Hyperuricemia with deposition is a subtle and multifaceted disease that, after long periods of (apparent) clinical silence, manifests itself in a violent and potentially devastating way affecting the general quality of life of the patient and his partner but also, and specifically, of the quality of sex life.

It is a typical clinical picture named in Italy as “the dog eating its own tail”, which can be idiomatically translated in English as: “it's a catch-22”. The patient with gout has impaired sexual life, and at the same time the subject with poor sexual health is much less motivated to adopt virtuous behaviors to prevent gout and to follow the long-term pharmacological therapy.

In this article, we aimed to prove the importance of sexual health as a powerful surrogate marker of the HR-QoL and of the couple as a powerful tool for prevention and for providing a solid reinforcement of motivation towards lifestyle improvement and for the correct use of drugs.

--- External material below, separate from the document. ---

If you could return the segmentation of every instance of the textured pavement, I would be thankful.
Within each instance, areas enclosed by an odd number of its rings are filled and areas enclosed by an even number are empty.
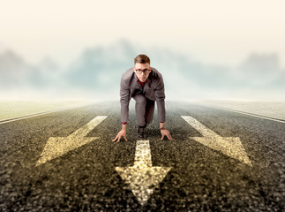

In fact, romantic partners significantly influence their reciprocal health behaviors.

Patients seldom voluntarily mention sexual disorders to their clinicians, and unfortunately, many doctors are not educated in sexual medicine and therefore feel capable of interviewing neither the patient nor the partner about sexual symptoms.129 The patient perceives this lack of scientific and clinical interest in sexual function (biologically speaking, the most important of all) as a poor prognosis. When, on the contrary, the doctor motivates his patients to follow lifestyle changes or chronic therapies by suggesting that these can have very positive effects on sexual and marital life, therapeutic compliance is expected to improve and the patient, especially if not young, interprets the message of the doctor as a good prognosis. The patient perceives two positive signs: the first says that if the doctor is concerned about the sexual symptom, there is still a lot to do, and the second signal acts precisely as a formidable motivational element reinforced within, and by, the couple.

For the dog to really stop eating its tail, however, robust and direct scientific evidence correlating improved control of serum UA (e.g., with febuxostat) to a reduced prevalence of sexual symptoms is needed. This will further prove that the couple is considered a powerful and effective “anti-inflammatory” therapeutic target, which increases and amplifies the drugs’ efficacy with adoption of a virtuous lifestyle and better adherence to prescriptions. At present, specific studies aimed at addressing the relationship between gout and sexual dysfunction are still missing. Likewise, there is insufficient evidence on the impact of gout on the couple's quality of life. As gout shares many similarities with other chronic conditions, it can be assumed that a typical “phenotype” can affect sexual health outcomes for the couple. Still, more studies are needed to address this literature gap.

The bidirectional link between gout and sexual dysfunction, i.e., how gout can have negative consequences for sexual health and how acting on promoting healthy sexual life may improve clinical and therapeutical outcomes of gout, is, therefore, a promising new chapter of sexual medicine, in which research will continue more and more in the years to come.

Footnotes

Funding: This work was supported by Menarini International Operations Luxembourg S.A. All claims expressed in this article are solely those of the authors and do not necessarily represent those of their affiliated organizations.